PeerJ Comput Sci. 2024 Dec 11;10:e2577. doi: 10.7717/peerj-cs.2577. eCollection 2024.
6
Enhancing of chemical compound and drug name recognition using representative tag scheme and fine-grained tokenization.使用代表性标记方案和细粒度标记化增强化学化合物和药物名称识别。
J Cheminform. 2015 Jan 19;7(Suppl 1 Text mining for chemistry and the CHEMDNER track):S14. doi: 10.1186/1758-2946-7-S1-S14. eCollection 2015.
7
Roman urdu hate speech detection using hybrid machine learning models and hyperparameter optimization.基于混合机器学习模型和超参数优化的罗马 Urdu 仇恨言论检测
Sci Rep. 2024 Nov 19;14(1):28590. doi: 10.1038/s41598-024-79106-7.
8
Cursive-Text: A Comprehensive Dataset for End-to-End Urdu Text Recognition in Natural Scene Images.连笔文本:用于自然场景图像中乌尔都语文本端到端识别的综合数据集。

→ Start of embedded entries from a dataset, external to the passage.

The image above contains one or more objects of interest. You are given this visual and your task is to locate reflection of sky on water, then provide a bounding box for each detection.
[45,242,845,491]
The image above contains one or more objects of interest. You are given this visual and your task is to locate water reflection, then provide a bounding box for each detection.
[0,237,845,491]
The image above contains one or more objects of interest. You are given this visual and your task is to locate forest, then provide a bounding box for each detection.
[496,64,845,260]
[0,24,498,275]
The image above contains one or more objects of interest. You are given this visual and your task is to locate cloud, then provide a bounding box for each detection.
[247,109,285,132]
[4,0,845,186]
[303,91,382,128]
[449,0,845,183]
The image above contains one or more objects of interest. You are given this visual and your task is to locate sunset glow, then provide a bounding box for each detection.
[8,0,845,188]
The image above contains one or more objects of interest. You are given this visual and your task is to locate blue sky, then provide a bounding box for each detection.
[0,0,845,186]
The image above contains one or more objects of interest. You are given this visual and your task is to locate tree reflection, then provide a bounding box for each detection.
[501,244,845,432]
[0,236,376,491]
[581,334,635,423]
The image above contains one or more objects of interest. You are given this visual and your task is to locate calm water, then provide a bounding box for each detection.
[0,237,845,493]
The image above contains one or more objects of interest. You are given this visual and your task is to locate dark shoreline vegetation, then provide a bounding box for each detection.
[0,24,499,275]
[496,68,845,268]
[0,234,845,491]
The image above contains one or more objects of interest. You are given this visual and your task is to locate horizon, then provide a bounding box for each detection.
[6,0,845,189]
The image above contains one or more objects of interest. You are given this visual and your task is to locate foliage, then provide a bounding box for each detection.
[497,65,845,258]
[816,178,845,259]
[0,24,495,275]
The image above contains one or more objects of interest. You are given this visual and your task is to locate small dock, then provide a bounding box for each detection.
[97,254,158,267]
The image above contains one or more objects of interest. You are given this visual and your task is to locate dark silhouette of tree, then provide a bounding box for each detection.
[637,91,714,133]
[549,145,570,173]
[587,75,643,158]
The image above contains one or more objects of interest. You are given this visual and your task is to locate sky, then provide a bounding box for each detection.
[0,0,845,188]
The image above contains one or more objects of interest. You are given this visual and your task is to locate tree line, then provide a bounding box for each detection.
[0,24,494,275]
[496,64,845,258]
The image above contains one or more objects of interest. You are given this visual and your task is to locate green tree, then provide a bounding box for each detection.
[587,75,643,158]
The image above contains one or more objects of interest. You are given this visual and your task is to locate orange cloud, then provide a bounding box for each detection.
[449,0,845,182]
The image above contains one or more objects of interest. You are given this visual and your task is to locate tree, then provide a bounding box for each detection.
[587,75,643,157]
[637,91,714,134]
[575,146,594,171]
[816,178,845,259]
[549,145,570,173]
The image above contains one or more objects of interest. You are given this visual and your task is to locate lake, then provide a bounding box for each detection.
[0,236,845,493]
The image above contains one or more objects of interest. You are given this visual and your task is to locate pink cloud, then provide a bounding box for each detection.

Data Brief. 2020 May 21;31:105749. doi: 10.1016/j.dib.2020.105749. eCollection 2020 Aug.
9
An unsupervised machine learning approach to segmentation of clinician-entered free text.一种用于对临床医生录入的自由文本进行分割的无监督机器学习方法。

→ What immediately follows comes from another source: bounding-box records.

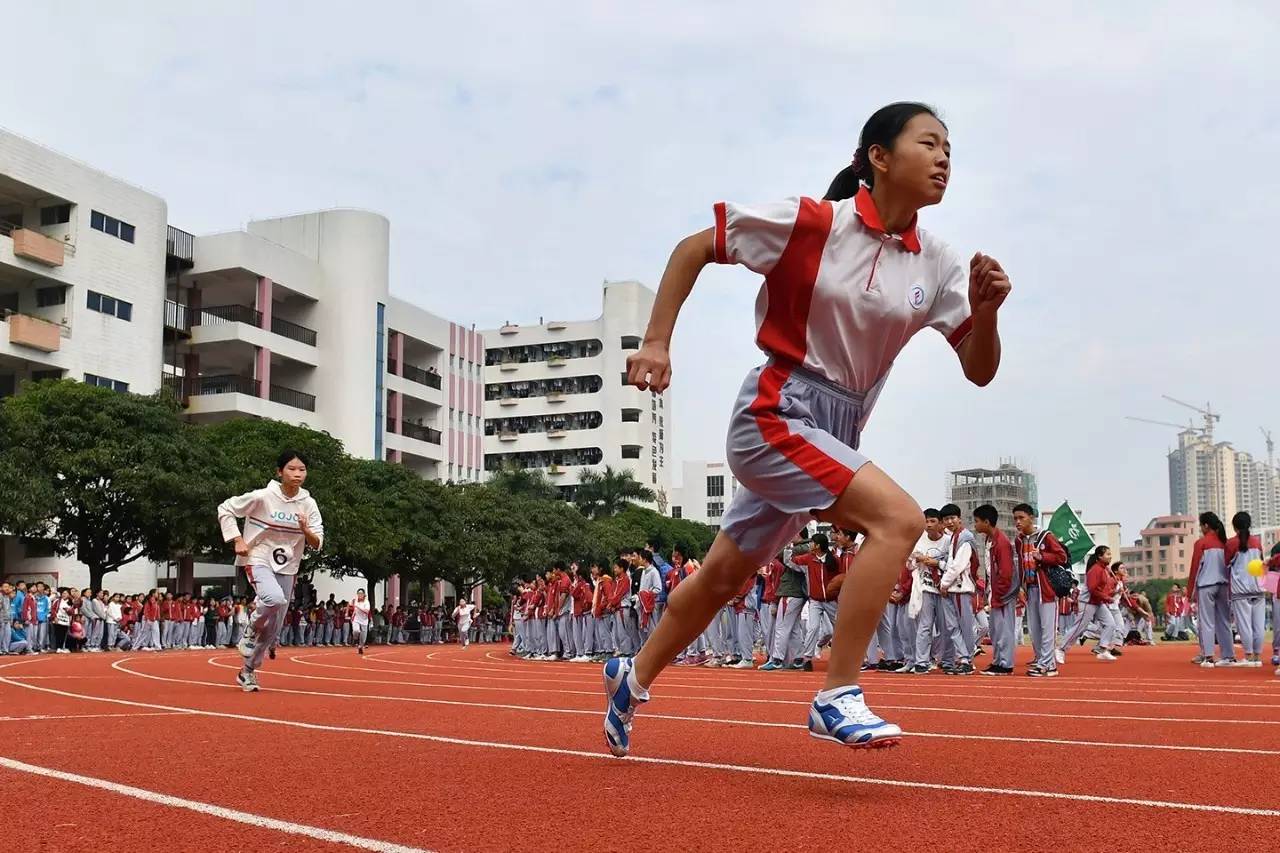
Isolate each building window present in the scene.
[84,373,129,394]
[22,539,58,560]
[36,284,67,307]
[88,210,133,243]
[40,205,72,225]
[85,288,133,320]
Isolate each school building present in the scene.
[0,131,488,599]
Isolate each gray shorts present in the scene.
[721,361,868,564]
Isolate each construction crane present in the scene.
[1161,394,1222,444]
[1125,415,1204,433]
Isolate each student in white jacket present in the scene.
[218,451,324,693]
[940,503,978,675]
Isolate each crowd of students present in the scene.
[511,503,1280,678]
[0,581,506,654]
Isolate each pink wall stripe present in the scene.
[257,275,271,330]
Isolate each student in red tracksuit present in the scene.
[138,593,160,652]
[591,565,611,657]
[752,557,786,661]
[728,574,759,670]
[568,562,595,663]
[609,557,640,654]
[885,561,918,672]
[791,533,841,672]
[1165,584,1183,640]
[973,503,1013,675]
[1057,546,1117,662]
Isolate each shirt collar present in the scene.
[854,184,920,255]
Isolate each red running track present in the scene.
[0,646,1280,853]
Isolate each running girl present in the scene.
[604,104,1010,756]
[218,450,324,693]
[348,589,371,654]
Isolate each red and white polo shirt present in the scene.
[714,187,972,394]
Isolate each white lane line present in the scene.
[0,753,430,853]
[0,711,183,722]
[0,658,1280,819]
[340,654,1280,710]
[254,650,1280,711]
[120,650,1280,742]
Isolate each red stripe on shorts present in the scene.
[750,364,854,496]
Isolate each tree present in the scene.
[488,462,559,501]
[573,465,657,519]
[0,380,216,589]
[311,457,445,607]
[426,483,586,597]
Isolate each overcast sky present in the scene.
[0,0,1280,539]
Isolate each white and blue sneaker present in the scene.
[236,666,257,693]
[604,657,649,758]
[809,684,902,749]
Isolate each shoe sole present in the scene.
[809,729,902,749]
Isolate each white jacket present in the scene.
[218,480,324,575]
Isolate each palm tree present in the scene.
[573,465,658,519]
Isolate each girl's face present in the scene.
[872,113,951,207]
[276,457,307,488]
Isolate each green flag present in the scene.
[1048,501,1093,565]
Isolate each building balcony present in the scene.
[164,300,195,337]
[10,228,65,266]
[385,418,444,462]
[180,374,316,411]
[271,316,316,347]
[164,225,196,273]
[5,314,63,352]
[200,305,262,329]
[189,305,320,368]
[387,359,440,391]
[270,386,316,411]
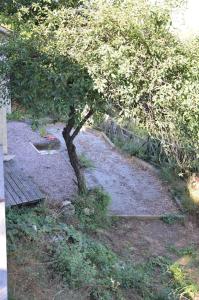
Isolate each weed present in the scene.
[168,245,196,257]
[39,127,47,137]
[7,110,25,121]
[169,263,199,299]
[78,153,94,169]
[161,214,184,225]
[74,188,110,230]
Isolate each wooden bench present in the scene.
[0,145,8,300]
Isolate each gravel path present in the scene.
[8,122,177,215]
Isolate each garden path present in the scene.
[8,122,178,216]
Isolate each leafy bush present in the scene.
[53,225,150,300]
[74,188,111,229]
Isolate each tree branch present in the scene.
[62,106,75,140]
[70,109,94,141]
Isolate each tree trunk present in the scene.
[63,128,87,194]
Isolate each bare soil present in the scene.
[8,122,178,216]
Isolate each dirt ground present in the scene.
[48,124,177,216]
[97,217,199,262]
[8,214,199,300]
[8,122,177,215]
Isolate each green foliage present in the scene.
[78,153,94,169]
[0,0,80,18]
[7,110,24,121]
[161,214,184,225]
[39,127,47,137]
[7,205,199,300]
[74,188,111,230]
[169,263,199,299]
[53,227,150,299]
[1,0,199,172]
[7,205,150,300]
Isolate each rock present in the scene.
[61,200,75,217]
[62,200,72,207]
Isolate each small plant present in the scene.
[74,188,111,230]
[187,174,199,205]
[39,127,47,137]
[7,110,24,121]
[169,263,199,299]
[161,214,184,225]
[78,153,94,169]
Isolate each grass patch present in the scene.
[74,188,111,230]
[78,153,95,169]
[7,205,199,300]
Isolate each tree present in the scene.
[1,0,199,192]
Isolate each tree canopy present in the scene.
[2,0,199,190]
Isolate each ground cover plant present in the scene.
[7,204,199,300]
[2,0,199,192]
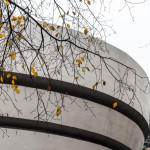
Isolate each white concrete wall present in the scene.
[0,21,149,150]
[0,129,110,150]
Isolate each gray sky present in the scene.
[107,1,150,78]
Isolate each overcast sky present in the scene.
[107,1,150,78]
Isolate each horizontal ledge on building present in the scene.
[0,117,131,150]
[0,72,149,139]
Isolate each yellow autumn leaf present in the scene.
[43,23,46,29]
[2,34,5,37]
[76,59,82,64]
[11,85,18,90]
[1,76,4,83]
[103,81,106,86]
[12,76,17,80]
[18,16,23,20]
[8,52,12,56]
[34,72,38,78]
[20,24,23,27]
[84,29,88,35]
[67,24,70,28]
[95,82,98,86]
[49,26,55,31]
[55,33,59,37]
[88,38,91,42]
[11,54,16,60]
[6,0,9,6]
[113,102,117,108]
[23,16,26,20]
[56,107,61,116]
[11,80,15,85]
[17,19,21,24]
[81,57,84,61]
[76,77,79,80]
[7,73,11,78]
[18,34,21,40]
[87,0,91,5]
[86,67,90,71]
[2,68,6,71]
[15,89,20,94]
[47,86,51,91]
[31,68,34,73]
[92,85,95,90]
[11,17,17,21]
[7,41,10,46]
[72,11,76,15]
[42,62,47,66]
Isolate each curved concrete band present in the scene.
[0,117,131,150]
[0,72,149,141]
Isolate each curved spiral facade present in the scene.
[0,23,149,150]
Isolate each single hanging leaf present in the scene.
[47,86,51,91]
[84,29,88,35]
[11,54,16,60]
[103,81,106,86]
[43,23,46,29]
[34,72,38,78]
[1,76,4,83]
[17,19,21,24]
[7,73,11,78]
[11,17,17,21]
[49,26,55,31]
[6,0,9,6]
[87,0,91,5]
[113,102,117,108]
[11,80,15,85]
[31,68,34,73]
[12,76,17,80]
[95,82,98,86]
[2,34,5,37]
[18,34,21,40]
[56,107,61,116]
[2,68,6,71]
[67,24,70,28]
[81,57,84,61]
[55,33,59,37]
[76,77,79,80]
[72,11,76,15]
[20,24,23,27]
[86,67,90,71]
[92,85,95,90]
[15,89,20,94]
[7,41,10,46]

AMIA Annu Symp Proc. 2007 Oct 11;2007:811-5.
10
Abstractive text summarization of low-resourced languages using deep learning.使用深度学习对低资源语言进行摘要性文本总结。

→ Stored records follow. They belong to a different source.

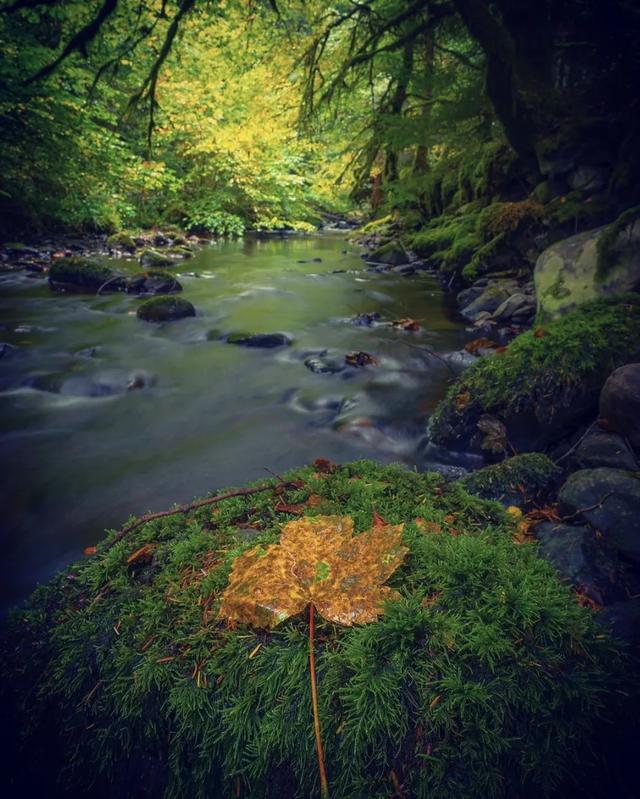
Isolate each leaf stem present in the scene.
[309,602,329,799]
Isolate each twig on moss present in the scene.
[105,483,288,550]
[560,491,613,522]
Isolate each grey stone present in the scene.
[600,363,640,452]
[534,220,640,320]
[534,522,618,604]
[570,430,640,472]
[558,468,640,563]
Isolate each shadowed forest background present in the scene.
[0,0,640,799]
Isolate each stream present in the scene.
[0,234,464,609]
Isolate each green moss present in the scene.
[596,205,640,281]
[461,452,560,504]
[429,294,640,444]
[2,461,628,799]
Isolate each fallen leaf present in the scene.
[344,351,378,366]
[371,510,389,527]
[274,501,305,515]
[477,413,508,454]
[127,544,156,563]
[219,516,408,629]
[415,516,442,535]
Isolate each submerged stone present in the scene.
[136,296,196,322]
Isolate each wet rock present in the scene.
[569,429,640,472]
[534,221,640,320]
[127,371,155,391]
[351,311,380,327]
[140,249,176,267]
[595,598,640,647]
[558,468,640,564]
[127,270,182,294]
[2,241,40,258]
[136,296,196,322]
[304,355,346,375]
[107,232,136,252]
[567,164,610,191]
[441,350,478,372]
[0,341,19,360]
[460,282,511,321]
[535,522,621,605]
[491,293,536,322]
[389,264,416,276]
[49,256,126,294]
[462,452,560,508]
[166,246,193,259]
[366,240,409,266]
[600,363,640,452]
[227,333,291,349]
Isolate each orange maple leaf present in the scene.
[219,516,408,629]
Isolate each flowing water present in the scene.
[0,234,462,607]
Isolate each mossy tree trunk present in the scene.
[454,0,640,203]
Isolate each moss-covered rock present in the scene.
[429,294,640,452]
[49,256,125,294]
[136,296,196,322]
[534,222,640,321]
[2,462,630,799]
[461,452,560,508]
[107,231,136,252]
[140,249,176,268]
[127,269,182,294]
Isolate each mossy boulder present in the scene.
[534,219,640,321]
[107,231,136,252]
[140,249,176,268]
[1,462,634,799]
[461,452,560,508]
[136,296,196,322]
[127,269,182,294]
[49,256,125,294]
[429,294,640,453]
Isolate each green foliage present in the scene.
[596,205,640,280]
[429,294,640,443]
[3,462,626,799]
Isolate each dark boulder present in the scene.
[461,452,560,508]
[107,232,136,252]
[227,333,291,349]
[137,296,196,322]
[600,363,640,452]
[304,355,346,375]
[49,256,126,294]
[140,249,176,267]
[569,429,640,472]
[558,468,640,563]
[366,240,409,266]
[127,270,182,294]
[596,598,640,647]
[534,522,622,604]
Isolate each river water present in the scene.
[0,234,463,608]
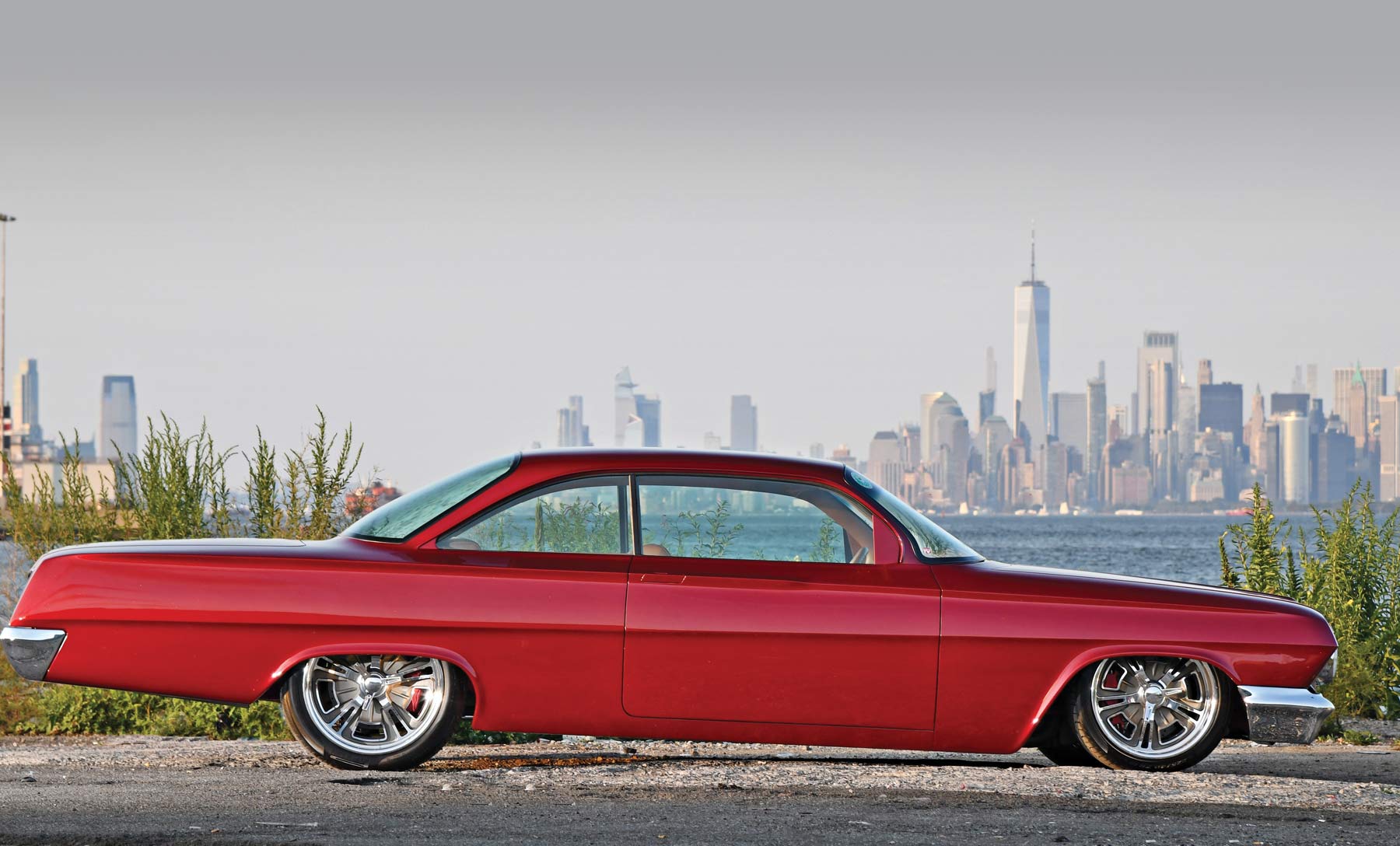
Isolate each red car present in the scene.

PeerJ Comput Sci. 2023 Jan 13;9:e1176. doi: 10.7717/peerj-cs.1176. eCollection 2023.

引用本文的文献

1
The usage of a transformer based and artificial intelligence driven multidimensional feedback system in english writing instruction.一种基于变压器和人工智能驱动的多维反馈系统在英语写作教学中的应用。
Sci Rep. 2025 Jun 2;15(1):19268. doi: 10.1038/s41598-025-05026-9.
2
Comparative analysis of text-based plagiarism detection techniques.基于文本的抄袭检测技术的比较分析。
PLoS One. 2025 Apr 8;20(4):e0319551. doi: 10.1371/journal.pone.0319551. eCollection 2025.

本文引用的文献

1
Important citation identification by exploiting content and section-wise in-text citation count.利用内容和按节计算的内文引文计数来进行重要引文识别。
PLoS One. 2020 Mar 5;15(3):e0228885. doi: 10.1371/journal.pone.0228885. eCollection 2020.